Elektrische aansluiting
Informatie
20
1.
Kabelmantels verwijderen.
2.
Aders afstrippen.
3.
Bij flexibele kabels: eindhulzen (massakrimp) volgens DIN 46228 gebruiken.
4.
Kabels volgens het schakelschema (conform opdracht) aansluiten.
Bij verkeerd aansluiten: gevaarlijke spanning bij NIET aangesloten aardebus!
Elektrische schok mogelijk.
Alle aardkabel aansluiten.
Aardebus op de externe aardkabel van de aansluitkabel aansluiten.

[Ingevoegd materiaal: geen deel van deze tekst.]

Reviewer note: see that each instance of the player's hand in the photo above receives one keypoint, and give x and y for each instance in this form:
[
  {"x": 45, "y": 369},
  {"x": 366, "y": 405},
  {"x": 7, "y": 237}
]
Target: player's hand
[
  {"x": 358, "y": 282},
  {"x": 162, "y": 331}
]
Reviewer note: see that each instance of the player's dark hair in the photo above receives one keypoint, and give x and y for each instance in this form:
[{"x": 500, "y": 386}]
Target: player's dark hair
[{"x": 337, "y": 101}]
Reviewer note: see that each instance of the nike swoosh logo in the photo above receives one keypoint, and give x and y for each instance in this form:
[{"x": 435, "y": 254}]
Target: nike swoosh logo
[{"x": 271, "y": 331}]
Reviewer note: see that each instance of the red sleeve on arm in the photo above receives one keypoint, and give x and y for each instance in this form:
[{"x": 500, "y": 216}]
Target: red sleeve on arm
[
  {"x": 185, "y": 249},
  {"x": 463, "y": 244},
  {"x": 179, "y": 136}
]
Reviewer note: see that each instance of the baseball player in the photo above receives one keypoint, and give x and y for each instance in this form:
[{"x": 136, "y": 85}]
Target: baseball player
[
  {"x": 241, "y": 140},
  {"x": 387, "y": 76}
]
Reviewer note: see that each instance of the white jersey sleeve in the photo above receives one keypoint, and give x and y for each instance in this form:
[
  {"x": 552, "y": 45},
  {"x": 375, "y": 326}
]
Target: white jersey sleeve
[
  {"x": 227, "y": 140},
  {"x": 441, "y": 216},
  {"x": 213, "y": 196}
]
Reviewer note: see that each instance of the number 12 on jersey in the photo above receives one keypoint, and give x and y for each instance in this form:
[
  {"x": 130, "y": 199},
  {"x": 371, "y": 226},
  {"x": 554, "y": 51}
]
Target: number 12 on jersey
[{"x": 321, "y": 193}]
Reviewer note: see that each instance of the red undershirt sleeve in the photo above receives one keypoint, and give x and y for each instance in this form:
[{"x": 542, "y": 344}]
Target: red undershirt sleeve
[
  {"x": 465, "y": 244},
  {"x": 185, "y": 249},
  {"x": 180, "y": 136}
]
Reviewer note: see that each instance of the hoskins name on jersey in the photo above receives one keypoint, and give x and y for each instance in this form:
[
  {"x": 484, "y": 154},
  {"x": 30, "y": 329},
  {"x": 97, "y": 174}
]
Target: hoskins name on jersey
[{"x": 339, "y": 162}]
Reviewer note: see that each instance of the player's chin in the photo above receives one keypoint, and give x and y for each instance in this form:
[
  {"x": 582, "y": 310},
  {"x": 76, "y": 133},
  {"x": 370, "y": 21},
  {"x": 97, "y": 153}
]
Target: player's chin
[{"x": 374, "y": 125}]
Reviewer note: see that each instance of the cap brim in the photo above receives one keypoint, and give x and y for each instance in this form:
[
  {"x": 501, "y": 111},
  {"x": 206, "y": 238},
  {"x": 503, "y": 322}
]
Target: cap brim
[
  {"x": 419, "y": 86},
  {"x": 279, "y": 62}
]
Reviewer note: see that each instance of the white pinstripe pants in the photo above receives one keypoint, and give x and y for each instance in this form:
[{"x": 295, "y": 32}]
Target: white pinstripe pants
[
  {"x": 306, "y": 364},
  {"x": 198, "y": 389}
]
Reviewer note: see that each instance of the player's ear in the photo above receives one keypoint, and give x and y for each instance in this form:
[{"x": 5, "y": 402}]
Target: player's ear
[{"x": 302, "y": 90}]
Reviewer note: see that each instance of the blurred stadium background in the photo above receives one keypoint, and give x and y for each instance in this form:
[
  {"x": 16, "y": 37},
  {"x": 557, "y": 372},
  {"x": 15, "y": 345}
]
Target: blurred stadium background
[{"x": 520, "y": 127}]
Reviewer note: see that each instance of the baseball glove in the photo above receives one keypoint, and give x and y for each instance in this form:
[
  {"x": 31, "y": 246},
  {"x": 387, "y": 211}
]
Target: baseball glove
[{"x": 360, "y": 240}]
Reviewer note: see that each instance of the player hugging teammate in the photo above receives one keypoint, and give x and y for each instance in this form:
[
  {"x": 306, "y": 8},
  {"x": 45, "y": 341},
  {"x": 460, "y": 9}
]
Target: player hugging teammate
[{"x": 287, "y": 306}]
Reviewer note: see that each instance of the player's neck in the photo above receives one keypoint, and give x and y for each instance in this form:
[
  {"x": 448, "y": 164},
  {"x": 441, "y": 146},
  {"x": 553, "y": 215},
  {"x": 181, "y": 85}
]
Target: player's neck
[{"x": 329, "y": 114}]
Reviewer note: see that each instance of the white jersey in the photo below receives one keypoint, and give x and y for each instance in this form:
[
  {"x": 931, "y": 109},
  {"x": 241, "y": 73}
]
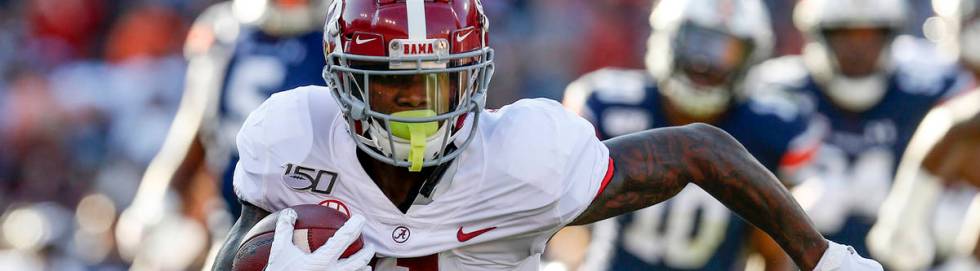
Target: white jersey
[{"x": 532, "y": 168}]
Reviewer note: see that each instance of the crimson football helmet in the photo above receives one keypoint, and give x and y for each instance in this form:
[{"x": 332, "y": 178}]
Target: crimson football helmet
[{"x": 407, "y": 74}]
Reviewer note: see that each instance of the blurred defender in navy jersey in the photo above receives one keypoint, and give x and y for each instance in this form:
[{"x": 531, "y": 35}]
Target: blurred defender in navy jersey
[
  {"x": 930, "y": 218},
  {"x": 240, "y": 52},
  {"x": 873, "y": 86},
  {"x": 697, "y": 57}
]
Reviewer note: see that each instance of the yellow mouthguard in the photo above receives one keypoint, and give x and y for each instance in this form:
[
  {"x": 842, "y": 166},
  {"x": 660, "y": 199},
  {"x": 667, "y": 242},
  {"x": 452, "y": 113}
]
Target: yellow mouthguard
[{"x": 416, "y": 133}]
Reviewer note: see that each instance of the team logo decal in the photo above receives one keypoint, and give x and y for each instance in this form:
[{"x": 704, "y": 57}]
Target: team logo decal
[
  {"x": 306, "y": 178},
  {"x": 401, "y": 234},
  {"x": 336, "y": 204}
]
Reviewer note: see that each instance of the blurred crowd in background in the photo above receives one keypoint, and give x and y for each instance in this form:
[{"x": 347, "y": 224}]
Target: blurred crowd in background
[{"x": 88, "y": 89}]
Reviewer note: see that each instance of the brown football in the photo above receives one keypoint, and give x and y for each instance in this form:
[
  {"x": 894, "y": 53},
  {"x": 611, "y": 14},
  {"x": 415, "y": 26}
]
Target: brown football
[{"x": 314, "y": 225}]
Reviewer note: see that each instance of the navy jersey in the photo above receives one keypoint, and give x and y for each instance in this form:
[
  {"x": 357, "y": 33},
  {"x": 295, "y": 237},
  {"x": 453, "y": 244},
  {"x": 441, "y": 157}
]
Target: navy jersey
[
  {"x": 853, "y": 170},
  {"x": 259, "y": 65},
  {"x": 691, "y": 231}
]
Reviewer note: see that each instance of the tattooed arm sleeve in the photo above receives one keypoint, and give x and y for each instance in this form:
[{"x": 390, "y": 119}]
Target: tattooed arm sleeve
[{"x": 654, "y": 165}]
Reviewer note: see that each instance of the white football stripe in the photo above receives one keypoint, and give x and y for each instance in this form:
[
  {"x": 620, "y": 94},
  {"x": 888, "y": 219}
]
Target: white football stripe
[
  {"x": 301, "y": 240},
  {"x": 416, "y": 20}
]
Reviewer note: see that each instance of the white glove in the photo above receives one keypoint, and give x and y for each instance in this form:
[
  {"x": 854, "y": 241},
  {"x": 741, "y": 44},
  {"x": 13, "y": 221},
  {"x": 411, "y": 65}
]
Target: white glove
[
  {"x": 287, "y": 257},
  {"x": 844, "y": 258}
]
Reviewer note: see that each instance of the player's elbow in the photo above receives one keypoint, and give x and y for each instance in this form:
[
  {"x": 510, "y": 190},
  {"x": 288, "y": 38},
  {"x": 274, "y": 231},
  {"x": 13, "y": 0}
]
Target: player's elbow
[
  {"x": 717, "y": 145},
  {"x": 710, "y": 135}
]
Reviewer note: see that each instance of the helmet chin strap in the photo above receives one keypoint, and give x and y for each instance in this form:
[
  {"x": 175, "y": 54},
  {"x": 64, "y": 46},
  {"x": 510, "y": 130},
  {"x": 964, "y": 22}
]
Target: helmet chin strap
[{"x": 697, "y": 102}]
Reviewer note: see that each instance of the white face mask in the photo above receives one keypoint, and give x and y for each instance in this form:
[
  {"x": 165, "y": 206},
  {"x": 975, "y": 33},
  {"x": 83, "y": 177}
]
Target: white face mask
[
  {"x": 970, "y": 43},
  {"x": 697, "y": 102}
]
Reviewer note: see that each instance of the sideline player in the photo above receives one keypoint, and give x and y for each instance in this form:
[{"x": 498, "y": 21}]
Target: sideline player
[
  {"x": 698, "y": 54},
  {"x": 912, "y": 233},
  {"x": 873, "y": 87},
  {"x": 239, "y": 53},
  {"x": 400, "y": 140}
]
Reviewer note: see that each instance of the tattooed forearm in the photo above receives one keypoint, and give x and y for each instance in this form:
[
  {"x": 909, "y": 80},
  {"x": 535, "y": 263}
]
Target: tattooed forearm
[
  {"x": 250, "y": 216},
  {"x": 654, "y": 165}
]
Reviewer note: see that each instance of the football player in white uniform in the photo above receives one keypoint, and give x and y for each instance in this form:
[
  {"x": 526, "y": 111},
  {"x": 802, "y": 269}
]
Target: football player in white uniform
[
  {"x": 928, "y": 217},
  {"x": 400, "y": 137}
]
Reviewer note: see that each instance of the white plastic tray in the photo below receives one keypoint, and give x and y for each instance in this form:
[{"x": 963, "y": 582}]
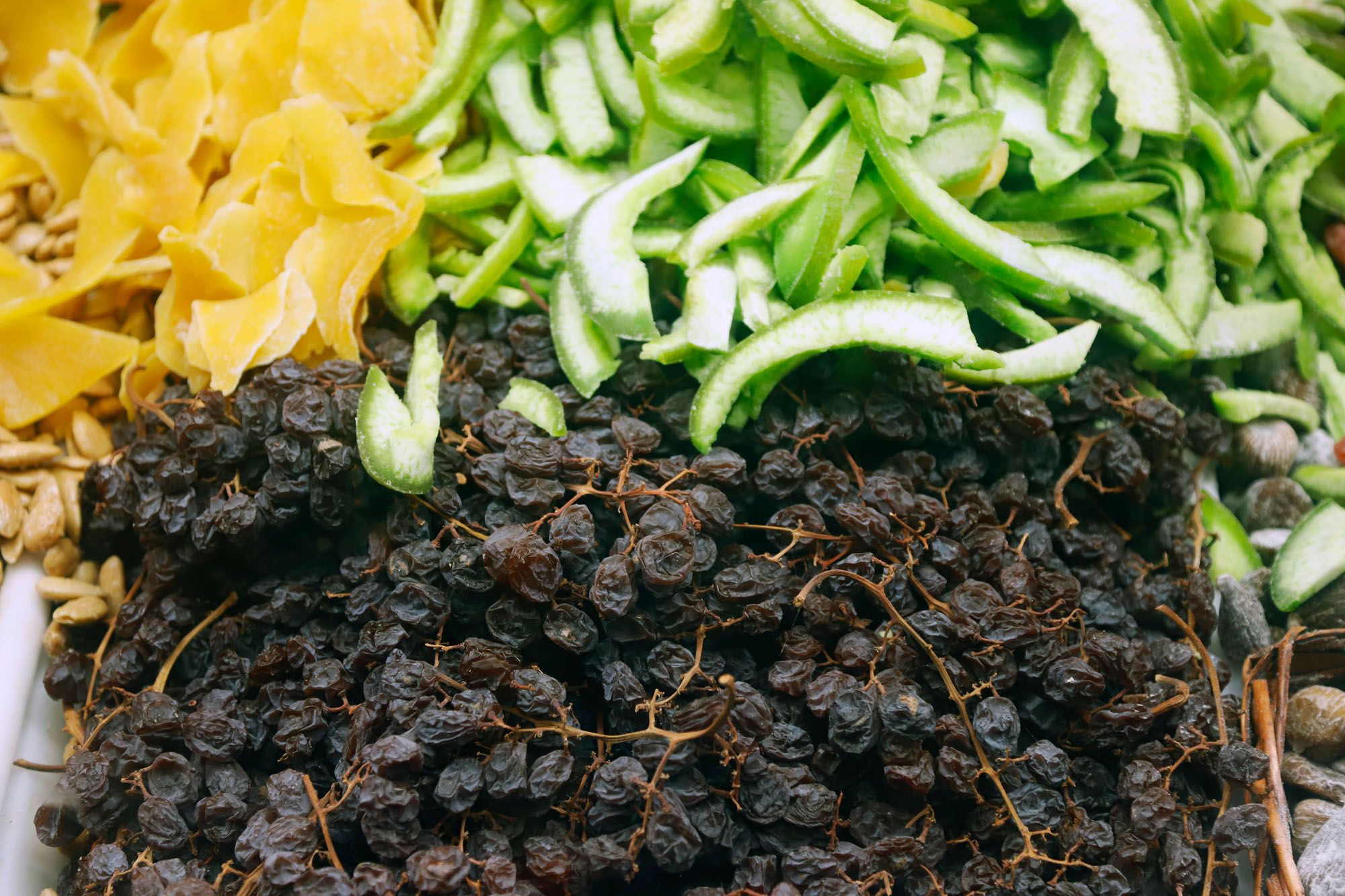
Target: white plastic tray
[{"x": 30, "y": 728}]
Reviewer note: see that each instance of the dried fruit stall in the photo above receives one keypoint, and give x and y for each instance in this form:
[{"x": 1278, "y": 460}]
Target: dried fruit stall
[{"x": 769, "y": 447}]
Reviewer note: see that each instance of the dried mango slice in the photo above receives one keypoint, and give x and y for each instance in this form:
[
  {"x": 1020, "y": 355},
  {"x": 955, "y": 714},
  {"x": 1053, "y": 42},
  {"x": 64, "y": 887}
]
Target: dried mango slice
[
  {"x": 264, "y": 143},
  {"x": 182, "y": 21},
  {"x": 340, "y": 256},
  {"x": 180, "y": 115},
  {"x": 18, "y": 278},
  {"x": 17, "y": 170},
  {"x": 362, "y": 56},
  {"x": 209, "y": 161},
  {"x": 69, "y": 356},
  {"x": 173, "y": 317},
  {"x": 260, "y": 81},
  {"x": 333, "y": 166},
  {"x": 420, "y": 166},
  {"x": 216, "y": 263},
  {"x": 161, "y": 192},
  {"x": 56, "y": 145},
  {"x": 311, "y": 345},
  {"x": 106, "y": 235},
  {"x": 127, "y": 53},
  {"x": 295, "y": 322},
  {"x": 69, "y": 83},
  {"x": 233, "y": 330},
  {"x": 33, "y": 30},
  {"x": 282, "y": 216}
]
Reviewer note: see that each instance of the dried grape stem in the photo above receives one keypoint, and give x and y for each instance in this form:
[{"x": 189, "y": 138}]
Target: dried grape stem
[
  {"x": 322, "y": 823},
  {"x": 1077, "y": 467},
  {"x": 1274, "y": 798},
  {"x": 162, "y": 678},
  {"x": 957, "y": 696}
]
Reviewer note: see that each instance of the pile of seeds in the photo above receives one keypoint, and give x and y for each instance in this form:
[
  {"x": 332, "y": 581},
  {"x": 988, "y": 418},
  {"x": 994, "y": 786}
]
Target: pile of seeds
[
  {"x": 895, "y": 637},
  {"x": 41, "y": 470},
  {"x": 34, "y": 229}
]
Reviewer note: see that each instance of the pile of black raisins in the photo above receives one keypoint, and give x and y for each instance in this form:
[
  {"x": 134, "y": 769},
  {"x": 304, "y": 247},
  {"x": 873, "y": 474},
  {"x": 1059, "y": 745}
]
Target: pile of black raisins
[{"x": 855, "y": 649}]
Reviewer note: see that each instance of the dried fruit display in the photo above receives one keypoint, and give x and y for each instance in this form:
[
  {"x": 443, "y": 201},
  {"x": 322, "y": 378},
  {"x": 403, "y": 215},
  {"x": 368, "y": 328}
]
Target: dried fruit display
[{"x": 898, "y": 637}]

Toestel uitsluitend met aangesloten aardkabel inbedrijfstellen!
5.
Aardkabel met ringtongen (flexibele kabels), of ogen (massieve kabels) op de
aardebus stevig vastschroeven.
Afbeelding 13: Aardebus
[1]
Rondstekker female
[2]
Bout
[3]
Sluitring
[4]
Veerring
[5]
Aardkabel met ringtongen/ogen
[6]
Aardebus, symbool:
Sommige aandrijvingen beschikken over een motorverwarming (extra accessoire).
De motorverwarming reduceert de vorming van condenswater in de motor.